Le déclin de la télévision traditionnelle : la télévision est sur le point de passer sous la barre de la moitié des téléspectateurs britanniques.

Le déclin de l'audience de la télévision sur le marché phare du Royaume-Uni annonce une nouvelle ère pour l'écosystème du contenu vidéo.

L'âge d'or de la télévision est peut-être sur le point de toucher à sa fin. Deloitte Global prévoit qu'au Royaume-Uni, 2022 sera la dernière année où la télévision traditionnelle des diffuseurs, qu'elle soit en direct, en différé ou à la demande, représentera collectivement plus de 50 % du visionnage de vidéos sur tous les écrans. Nous prévoyons que la part des diffuseurs de télévision traditionnelle dans les heures d'écoute des consommateurs britanniques, qui était de 73 % encore en 2017, tombera à 53 % en 2022, puis à 49 % en 2023 (figure 1).

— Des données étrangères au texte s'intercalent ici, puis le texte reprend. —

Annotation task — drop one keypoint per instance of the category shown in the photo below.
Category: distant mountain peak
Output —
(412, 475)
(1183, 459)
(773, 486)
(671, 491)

Les lecteurs se demandent peut-être : Pourquoi nous concentrons-nous sur un seul marché qui, avec 14 milliards de livres sterling de recettes annuelles provenant de la vidéo,1 n'est même pas le plus grand du monde ? En bref, c'est parce que les tendances du Royaume-Uni sont susceptibles de préfigurer celles de dizaines d'autres marchés ayant une composition similaire de fournisseurs : radiodiffuseurs de service public et commerciaux,2 sociétés de télévision payante (satellite, câble et IPTV), fournisseurs de vidéo à la demande (abonnement, radiodiffuseur et financement par la publicité), médias sociaux et consoles de jeux.3

Un événement attendu depuis longtemps et d'un grand poids symbolique

Prédire un déclin des productions télévisuelles traditionnelles n'est pas controversé; le pourcentage d'heures de visionnage de vidéos par les radiodiffuseurs est en baisse depuis des années. Ce qui distingue cette prédiction, c'est le symbolisme de la chute du contenu des diffuseurs sous la moitié de l'audience sur un marché majeur - et la probabilité que cette tendance se reproduise sur d'autres marchés similaires dans le monde.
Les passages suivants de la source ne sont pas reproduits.